Lesson 11: File Input and Output
Files are an important part of any game whether to hold high scores, player information, stats and configuration settings, or assets such as sounds and images. This lesson is going to assume you already have a working knowledge of drive and directory structure. If you know what the following terms mean and how they pertain to drive and directory structure then continue on with this lesson.
Root, directory, sub-directory, tree, command line interface, shell, extension, and path.
If you are unfamiliar with these terms I highly suggest you view a tutorial on using the Windows command line. A good place to start would be Computer Hope's tutorial found here.
The programs you write communicate with the underlying operating system. In order to speak correctly to the operating system's drive and directory structure the programmer needs to know how to format the parameter structures sent to it. This is true for any programming language and operating system combination you may decide to use. If you are using Linux or MacOS with this course then find a good tutorial on your operating system's drive and directory structure and how to navigate it at the command prompt. In Linux and MacOS the command prompt is often referred to as the Terminal.
Directory Structure: The _STARTDIR$ Statement
The _STARTDIR$ statement returns the path where the program resides. User's may decide to install your program anywhere on their computer. The _STARTDIR$ statement let's your program know exactly where it resides on the user's hard drive.
PRINT _STARTDIR$
If you followed the directions in the Install QB64 section and installed the qb64 folder onto your computer's desktop then:
C:\Users\<your login name>\Desktop\qb64
should have been printed to your screen. The <your login name> area should contain the account name you use on your computer.

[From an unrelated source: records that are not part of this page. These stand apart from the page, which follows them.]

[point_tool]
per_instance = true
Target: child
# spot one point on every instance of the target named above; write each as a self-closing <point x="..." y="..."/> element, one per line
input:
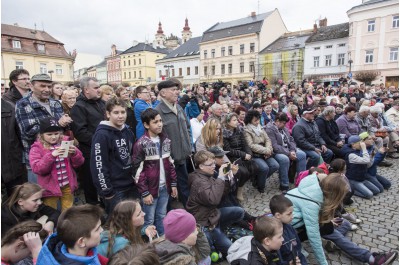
<point x="282" y="209"/>
<point x="183" y="243"/>
<point x="21" y="241"/>
<point x="78" y="235"/>
<point x="125" y="227"/>
<point x="155" y="174"/>
<point x="263" y="248"/>
<point x="55" y="174"/>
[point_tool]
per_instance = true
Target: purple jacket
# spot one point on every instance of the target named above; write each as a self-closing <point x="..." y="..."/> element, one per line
<point x="146" y="164"/>
<point x="43" y="164"/>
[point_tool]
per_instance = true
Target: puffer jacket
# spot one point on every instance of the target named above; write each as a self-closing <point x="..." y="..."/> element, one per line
<point x="205" y="195"/>
<point x="307" y="201"/>
<point x="146" y="164"/>
<point x="260" y="145"/>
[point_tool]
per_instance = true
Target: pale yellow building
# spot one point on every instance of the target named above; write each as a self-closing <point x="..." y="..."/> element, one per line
<point x="35" y="51"/>
<point x="374" y="39"/>
<point x="138" y="63"/>
<point x="229" y="50"/>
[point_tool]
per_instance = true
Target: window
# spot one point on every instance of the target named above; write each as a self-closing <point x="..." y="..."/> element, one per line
<point x="43" y="68"/>
<point x="251" y="67"/>
<point x="16" y="44"/>
<point x="394" y="54"/>
<point x="230" y="50"/>
<point x="252" y="47"/>
<point x="369" y="56"/>
<point x="19" y="65"/>
<point x="371" y="25"/>
<point x="316" y="61"/>
<point x="341" y="58"/>
<point x="328" y="60"/>
<point x="59" y="70"/>
<point x="395" y="22"/>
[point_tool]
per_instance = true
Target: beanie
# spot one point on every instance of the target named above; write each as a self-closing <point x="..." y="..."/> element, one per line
<point x="178" y="225"/>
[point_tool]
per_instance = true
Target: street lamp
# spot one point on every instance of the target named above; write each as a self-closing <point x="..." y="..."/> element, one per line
<point x="168" y="66"/>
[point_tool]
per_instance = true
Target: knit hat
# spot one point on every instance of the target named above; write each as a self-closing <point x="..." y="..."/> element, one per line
<point x="178" y="225"/>
<point x="49" y="124"/>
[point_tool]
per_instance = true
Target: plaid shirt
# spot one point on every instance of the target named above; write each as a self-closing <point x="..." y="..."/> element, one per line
<point x="28" y="112"/>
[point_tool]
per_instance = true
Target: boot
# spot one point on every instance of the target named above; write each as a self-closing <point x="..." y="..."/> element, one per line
<point x="239" y="194"/>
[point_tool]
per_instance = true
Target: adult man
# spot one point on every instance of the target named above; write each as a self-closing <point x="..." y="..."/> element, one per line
<point x="308" y="139"/>
<point x="35" y="106"/>
<point x="87" y="113"/>
<point x="177" y="127"/>
<point x="285" y="149"/>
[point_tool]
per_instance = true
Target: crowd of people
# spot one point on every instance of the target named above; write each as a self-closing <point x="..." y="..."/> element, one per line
<point x="163" y="170"/>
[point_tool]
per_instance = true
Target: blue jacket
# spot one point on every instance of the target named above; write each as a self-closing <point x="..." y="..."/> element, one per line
<point x="307" y="200"/>
<point x="139" y="106"/>
<point x="54" y="252"/>
<point x="111" y="159"/>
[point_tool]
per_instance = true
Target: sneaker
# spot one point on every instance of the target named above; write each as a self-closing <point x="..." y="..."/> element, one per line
<point x="351" y="218"/>
<point x="383" y="258"/>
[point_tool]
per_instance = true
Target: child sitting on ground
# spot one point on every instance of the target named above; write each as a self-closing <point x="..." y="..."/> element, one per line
<point x="78" y="235"/>
<point x="282" y="209"/>
<point x="21" y="241"/>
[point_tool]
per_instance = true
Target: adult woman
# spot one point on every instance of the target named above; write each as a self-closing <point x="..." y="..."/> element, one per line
<point x="260" y="144"/>
<point x="25" y="203"/>
<point x="315" y="202"/>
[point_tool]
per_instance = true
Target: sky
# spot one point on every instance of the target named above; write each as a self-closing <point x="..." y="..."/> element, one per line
<point x="92" y="26"/>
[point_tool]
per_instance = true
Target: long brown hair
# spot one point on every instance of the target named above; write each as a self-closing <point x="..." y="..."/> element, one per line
<point x="120" y="223"/>
<point x="334" y="188"/>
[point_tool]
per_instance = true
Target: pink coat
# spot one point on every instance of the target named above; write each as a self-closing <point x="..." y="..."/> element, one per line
<point x="43" y="164"/>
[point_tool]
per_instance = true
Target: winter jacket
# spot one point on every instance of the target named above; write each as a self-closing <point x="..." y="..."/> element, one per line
<point x="260" y="145"/>
<point x="348" y="127"/>
<point x="329" y="130"/>
<point x="306" y="135"/>
<point x="111" y="157"/>
<point x="28" y="113"/>
<point x="11" y="164"/>
<point x="277" y="141"/>
<point x="248" y="251"/>
<point x="86" y="115"/>
<point x="140" y="105"/>
<point x="177" y="128"/>
<point x="54" y="252"/>
<point x="119" y="243"/>
<point x="235" y="144"/>
<point x="43" y="163"/>
<point x="205" y="195"/>
<point x="146" y="164"/>
<point x="307" y="201"/>
<point x="13" y="216"/>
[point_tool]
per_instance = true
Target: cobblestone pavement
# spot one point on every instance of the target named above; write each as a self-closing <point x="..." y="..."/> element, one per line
<point x="379" y="230"/>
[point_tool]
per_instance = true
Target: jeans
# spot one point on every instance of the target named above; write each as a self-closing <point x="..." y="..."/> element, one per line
<point x="156" y="212"/>
<point x="338" y="237"/>
<point x="265" y="169"/>
<point x="315" y="157"/>
<point x="364" y="189"/>
<point x="216" y="237"/>
<point x="121" y="195"/>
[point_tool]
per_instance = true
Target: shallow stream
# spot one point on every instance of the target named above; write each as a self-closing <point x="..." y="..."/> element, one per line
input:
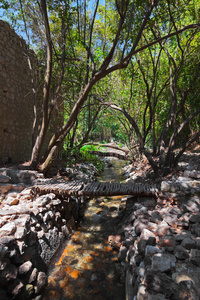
<point x="87" y="267"/>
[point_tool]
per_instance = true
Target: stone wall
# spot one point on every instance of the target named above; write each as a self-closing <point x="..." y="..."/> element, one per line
<point x="31" y="230"/>
<point x="16" y="98"/>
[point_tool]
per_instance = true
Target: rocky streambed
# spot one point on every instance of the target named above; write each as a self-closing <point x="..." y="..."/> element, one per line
<point x="155" y="242"/>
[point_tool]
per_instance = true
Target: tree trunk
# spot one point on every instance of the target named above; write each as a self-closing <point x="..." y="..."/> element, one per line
<point x="46" y="90"/>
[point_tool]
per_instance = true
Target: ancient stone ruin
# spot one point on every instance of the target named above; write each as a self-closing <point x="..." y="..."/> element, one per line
<point x="16" y="97"/>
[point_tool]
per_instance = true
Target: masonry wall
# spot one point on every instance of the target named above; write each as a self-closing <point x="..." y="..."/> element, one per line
<point x="16" y="98"/>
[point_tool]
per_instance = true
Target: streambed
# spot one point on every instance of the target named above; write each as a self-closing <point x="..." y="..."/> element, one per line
<point x="87" y="266"/>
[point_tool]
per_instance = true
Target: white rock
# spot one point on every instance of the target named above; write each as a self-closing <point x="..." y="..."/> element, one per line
<point x="163" y="262"/>
<point x="20" y="233"/>
<point x="8" y="229"/>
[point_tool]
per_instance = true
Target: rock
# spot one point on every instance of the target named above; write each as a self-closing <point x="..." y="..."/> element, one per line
<point x="16" y="287"/>
<point x="192" y="206"/>
<point x="33" y="276"/>
<point x="25" y="268"/>
<point x="23" y="221"/>
<point x="188" y="243"/>
<point x="10" y="272"/>
<point x="71" y="224"/>
<point x="187" y="290"/>
<point x="18" y="187"/>
<point x="41" y="282"/>
<point x="11" y="201"/>
<point x="181" y="276"/>
<point x="195" y="257"/>
<point x="195" y="229"/>
<point x="197" y="243"/>
<point x="94" y="277"/>
<point x="151" y="250"/>
<point x="56" y="202"/>
<point x="163" y="229"/>
<point x="115" y="240"/>
<point x="4" y="179"/>
<point x="156" y="297"/>
<point x="169" y="186"/>
<point x="122" y="253"/>
<point x="31" y="238"/>
<point x="3" y="295"/>
<point x="170" y="219"/>
<point x="5" y="187"/>
<point x="159" y="283"/>
<point x="20" y="233"/>
<point x="167" y="241"/>
<point x="142" y="293"/>
<point x="140" y="227"/>
<point x="156" y="217"/>
<point x="191" y="174"/>
<point x="151" y="241"/>
<point x="181" y="236"/>
<point x="180" y="252"/>
<point x="146" y="234"/>
<point x="195" y="218"/>
<point x="8" y="229"/>
<point x="163" y="262"/>
<point x="28" y="292"/>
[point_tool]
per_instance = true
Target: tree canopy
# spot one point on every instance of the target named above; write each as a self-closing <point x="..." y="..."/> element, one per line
<point x="125" y="70"/>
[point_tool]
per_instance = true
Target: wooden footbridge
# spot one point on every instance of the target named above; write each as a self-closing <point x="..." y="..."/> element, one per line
<point x="77" y="188"/>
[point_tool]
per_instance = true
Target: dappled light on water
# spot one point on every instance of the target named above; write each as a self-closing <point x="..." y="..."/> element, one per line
<point x="88" y="267"/>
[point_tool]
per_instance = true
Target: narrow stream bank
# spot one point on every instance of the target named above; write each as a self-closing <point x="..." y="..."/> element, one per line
<point x="87" y="266"/>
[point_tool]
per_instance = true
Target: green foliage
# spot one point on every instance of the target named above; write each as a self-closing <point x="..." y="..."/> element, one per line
<point x="86" y="156"/>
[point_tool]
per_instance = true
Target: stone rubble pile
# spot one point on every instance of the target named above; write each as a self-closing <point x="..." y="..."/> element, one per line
<point x="161" y="245"/>
<point x="31" y="231"/>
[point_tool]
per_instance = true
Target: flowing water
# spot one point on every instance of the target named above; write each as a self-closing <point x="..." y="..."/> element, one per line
<point x="87" y="267"/>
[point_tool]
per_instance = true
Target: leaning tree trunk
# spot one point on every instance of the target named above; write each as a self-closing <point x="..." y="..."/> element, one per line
<point x="46" y="90"/>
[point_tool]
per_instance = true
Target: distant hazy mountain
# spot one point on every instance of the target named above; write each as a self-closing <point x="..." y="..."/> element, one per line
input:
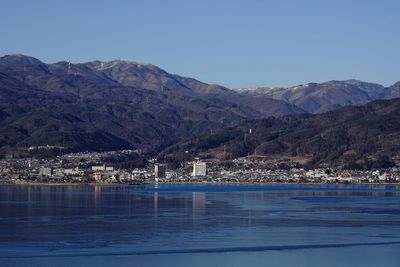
<point x="114" y="105"/>
<point x="318" y="98"/>
<point x="354" y="136"/>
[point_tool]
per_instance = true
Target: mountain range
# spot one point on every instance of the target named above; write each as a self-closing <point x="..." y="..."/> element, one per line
<point x="120" y="104"/>
<point x="114" y="105"/>
<point x="323" y="97"/>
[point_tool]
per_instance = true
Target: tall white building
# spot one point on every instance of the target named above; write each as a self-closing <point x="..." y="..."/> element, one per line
<point x="199" y="169"/>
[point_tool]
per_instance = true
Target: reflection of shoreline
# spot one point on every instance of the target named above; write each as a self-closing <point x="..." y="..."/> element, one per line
<point x="23" y="182"/>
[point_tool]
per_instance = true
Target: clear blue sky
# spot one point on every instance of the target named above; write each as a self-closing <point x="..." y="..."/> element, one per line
<point x="232" y="43"/>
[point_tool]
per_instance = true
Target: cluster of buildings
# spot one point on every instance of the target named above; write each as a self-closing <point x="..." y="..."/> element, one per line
<point x="89" y="168"/>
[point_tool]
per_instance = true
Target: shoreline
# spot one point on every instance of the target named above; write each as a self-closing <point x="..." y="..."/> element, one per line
<point x="181" y="183"/>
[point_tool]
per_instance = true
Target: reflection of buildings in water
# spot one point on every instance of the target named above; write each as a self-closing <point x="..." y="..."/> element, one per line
<point x="155" y="197"/>
<point x="97" y="193"/>
<point x="198" y="200"/>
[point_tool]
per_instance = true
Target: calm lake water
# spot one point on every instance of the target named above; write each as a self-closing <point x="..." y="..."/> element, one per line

Directory Structure: The CWD$ Statement
The _CWD$ statement returns the path of the current working directory.
PRINT _CWD$
If you followed the directions in the Install QB64 section and installed the qb64 folder onto your computer's desktop then:
C:\Users\<your login name>\Desktop\qb64
should have been printed to your screen. The <your login name> area should contain the account name you use on your computer.
As you navigate around the hard drive the path contained in _CWD$ will change accordingly.
The current working directory is where files will be opened from and new files created. If you need to change the current working directory then use the CHDIR statement.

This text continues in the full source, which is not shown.